Later as editor-in-chief, she fought the University’s ban on advertisements from the Gay and Lesbian Alumni/ae of Notre Dame and Saint Mary’s (GALA-ND/SMC) in The Observer. The several-year dispute came to a head when Krupa decided to run an ad for gay student group OUTreach ND in November 1999.

And she won, continuing to print advertisements for the gay and lesbian organizations – which prompted both on-campus support and favorable coverage in the local media.

Then-University President Father Edward Malloy appointed an internal ad hoc committee to examine the University’s relationship with The Observer, but the committee never issued a public decision.

In the years since Krupa’s stand, The Observer continued to operate as an independent newspaper without outside editorial influence.

While her leadership had a lasting impact on The Observer, the paper shaped Krupa’s future as well.

“You stay up until three or four or five in the morning until everything gets done, and that was a really important training ground for me,” Krupa said, “to be wholly responsible for something every day and seeing it through to the end and having people in the newsroom be your best friends and totally trusting them – and that’s what we had to do [here at the Picayune].

“We had to get in trucks and boats with our colleagues,” she continued, “with colleagues carrying a gun to protect themselves. I have a lot of faith in journalism and the kind of people who become journalists. We’re public servants, we’re gathering information to tell somebody else and those are the kind of people I found at The Observer … staying up till dawn and doing it to the end and that’s what’s expected.

“There’s a long tradition and you walk into it and become a part of it and that’s how I feel after this.”

Walt Collins, a journalism professor who taught Krupa during her last semester at Notre Dame, said he was “not at all” surprised to hear of the Pulitzer.

“There’s been half a dozen students in the past few years that wouldn’t surprise me,” Collins said, “and Michelle is one of the preeminent.”

He said he “vividly” remembers a story Krupa wrote for his Literary Journalism class that also appeared in The Observer on April 7, 2000. In “One Victim’s Voice,” Krupa leads readers through the crisis faced by “Emily,” a Notre Dame junior and rape victim.

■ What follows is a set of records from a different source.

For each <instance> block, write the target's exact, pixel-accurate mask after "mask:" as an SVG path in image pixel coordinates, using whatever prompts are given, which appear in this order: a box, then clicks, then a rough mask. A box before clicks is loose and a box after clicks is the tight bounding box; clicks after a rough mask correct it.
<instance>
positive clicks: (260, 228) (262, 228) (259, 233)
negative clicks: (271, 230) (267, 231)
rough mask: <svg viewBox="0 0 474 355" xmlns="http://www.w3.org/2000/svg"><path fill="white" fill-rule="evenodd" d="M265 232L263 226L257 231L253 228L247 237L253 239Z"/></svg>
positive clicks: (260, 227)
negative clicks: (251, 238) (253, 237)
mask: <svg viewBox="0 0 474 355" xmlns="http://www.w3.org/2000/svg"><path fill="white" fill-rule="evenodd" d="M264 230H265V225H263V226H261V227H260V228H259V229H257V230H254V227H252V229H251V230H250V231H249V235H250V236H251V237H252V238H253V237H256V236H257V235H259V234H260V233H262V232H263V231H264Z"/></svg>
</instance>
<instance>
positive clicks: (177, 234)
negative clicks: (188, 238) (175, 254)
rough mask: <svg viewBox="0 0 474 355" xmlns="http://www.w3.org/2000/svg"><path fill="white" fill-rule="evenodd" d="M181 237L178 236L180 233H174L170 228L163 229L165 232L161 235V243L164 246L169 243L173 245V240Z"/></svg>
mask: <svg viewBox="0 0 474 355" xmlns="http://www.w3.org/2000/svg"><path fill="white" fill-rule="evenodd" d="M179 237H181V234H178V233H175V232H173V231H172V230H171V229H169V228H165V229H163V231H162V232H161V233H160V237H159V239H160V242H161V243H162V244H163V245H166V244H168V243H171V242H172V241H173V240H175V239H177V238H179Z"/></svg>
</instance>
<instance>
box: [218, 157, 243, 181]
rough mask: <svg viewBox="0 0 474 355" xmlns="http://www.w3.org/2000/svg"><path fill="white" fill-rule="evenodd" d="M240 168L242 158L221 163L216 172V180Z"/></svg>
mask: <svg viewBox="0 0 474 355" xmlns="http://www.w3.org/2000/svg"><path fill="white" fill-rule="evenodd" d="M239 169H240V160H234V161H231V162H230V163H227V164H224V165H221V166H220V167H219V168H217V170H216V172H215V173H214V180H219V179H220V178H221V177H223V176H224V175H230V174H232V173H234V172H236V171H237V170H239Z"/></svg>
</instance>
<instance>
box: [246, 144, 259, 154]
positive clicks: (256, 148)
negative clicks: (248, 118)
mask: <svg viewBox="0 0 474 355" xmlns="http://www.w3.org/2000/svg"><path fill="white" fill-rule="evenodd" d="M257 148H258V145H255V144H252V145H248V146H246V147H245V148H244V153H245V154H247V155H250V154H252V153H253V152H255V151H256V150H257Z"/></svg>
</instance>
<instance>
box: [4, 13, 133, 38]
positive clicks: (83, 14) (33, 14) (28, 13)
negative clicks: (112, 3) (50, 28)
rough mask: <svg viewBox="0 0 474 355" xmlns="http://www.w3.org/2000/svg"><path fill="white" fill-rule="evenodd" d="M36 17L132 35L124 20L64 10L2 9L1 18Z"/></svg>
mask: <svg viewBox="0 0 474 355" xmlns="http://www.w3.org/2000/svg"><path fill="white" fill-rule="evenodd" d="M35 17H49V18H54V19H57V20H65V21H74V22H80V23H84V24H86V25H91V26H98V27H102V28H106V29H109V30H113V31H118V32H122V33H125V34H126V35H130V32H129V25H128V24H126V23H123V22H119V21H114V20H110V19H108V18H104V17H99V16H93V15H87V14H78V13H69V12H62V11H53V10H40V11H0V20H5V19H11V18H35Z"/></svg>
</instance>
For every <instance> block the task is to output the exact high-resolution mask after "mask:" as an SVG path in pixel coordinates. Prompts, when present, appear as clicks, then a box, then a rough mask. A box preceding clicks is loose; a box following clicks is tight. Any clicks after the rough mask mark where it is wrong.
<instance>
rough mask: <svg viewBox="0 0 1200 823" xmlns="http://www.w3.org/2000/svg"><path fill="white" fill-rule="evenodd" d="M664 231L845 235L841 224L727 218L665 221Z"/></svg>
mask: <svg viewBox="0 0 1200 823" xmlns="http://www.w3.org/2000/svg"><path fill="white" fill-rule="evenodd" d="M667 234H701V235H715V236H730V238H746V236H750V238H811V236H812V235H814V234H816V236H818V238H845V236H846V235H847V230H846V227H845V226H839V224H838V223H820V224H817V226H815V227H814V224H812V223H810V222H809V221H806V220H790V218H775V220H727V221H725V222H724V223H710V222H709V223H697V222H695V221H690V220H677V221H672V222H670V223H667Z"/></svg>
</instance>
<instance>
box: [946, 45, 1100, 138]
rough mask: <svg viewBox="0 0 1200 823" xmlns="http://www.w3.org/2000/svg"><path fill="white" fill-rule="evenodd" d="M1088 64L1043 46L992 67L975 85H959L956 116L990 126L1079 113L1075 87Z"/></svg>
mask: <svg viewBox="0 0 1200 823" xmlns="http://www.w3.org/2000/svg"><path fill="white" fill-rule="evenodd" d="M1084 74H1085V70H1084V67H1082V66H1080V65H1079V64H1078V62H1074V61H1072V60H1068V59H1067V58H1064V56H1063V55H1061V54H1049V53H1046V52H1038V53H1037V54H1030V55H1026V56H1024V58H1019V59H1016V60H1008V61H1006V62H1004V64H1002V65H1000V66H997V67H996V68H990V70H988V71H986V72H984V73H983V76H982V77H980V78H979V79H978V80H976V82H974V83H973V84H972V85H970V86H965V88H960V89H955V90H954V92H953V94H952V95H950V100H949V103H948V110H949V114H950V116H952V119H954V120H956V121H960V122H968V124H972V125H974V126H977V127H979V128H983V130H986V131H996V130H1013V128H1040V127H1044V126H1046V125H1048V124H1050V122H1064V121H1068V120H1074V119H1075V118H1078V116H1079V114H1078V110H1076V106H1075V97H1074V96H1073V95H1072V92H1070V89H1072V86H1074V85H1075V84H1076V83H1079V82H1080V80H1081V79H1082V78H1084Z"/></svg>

It was “a stunning piece of enterprise journalism,” Collins said.

After graduation, Krupa – an Arlington Heights, Ill. native – went to work at the Beacon News in Aurora, Ill., a city 40 miles west of Chicago.

She continued her journalism education, spending one year in a University of Maryland graduate program before joining the staff of the Times-Picayune, where she has now worked for four years.

While the Pulitzers signify a concrete achievement for the Times-Picayune, in Krupa’s eyes, the Katrina story is far from finished.

“I don’t know if there’s been a single story I’ve written since Aug. 29 that hasn’t had the word ‘Katrina’ in it,” Krupa said. “We’re going to be writing this story for 20 years.”

The other two recent Notre Dame Pulitzer winners are also former Observer staffers. 1995 graduate and Saint Paul Pioneer Press reporter George Dorhmann won the 2000 beat reporting award for a series on academic fraud within the University of Minnesota’s men’s basketball program, and 1994 graduate David Kinney was a member of the Newark Star-Ledger’s Pulitzer-winning staff in 2005. The staff won for its coverage of the resignation of New Jersey governor James McGreevey after he admitted to appointing his extramarital male lover to a state security leadership post.

At least two other Notre Dame alumni have won individual Pulitzers, according to Assistant Vice President for News and Information Dennis Brown. 1939 graduate Edwin O’Connor won for fiction (“The Last Hurrah”) in 1962, and 1927 graduate and sports columnist Red Smith won in 1976.

Mary Kate Malone contributed to this report.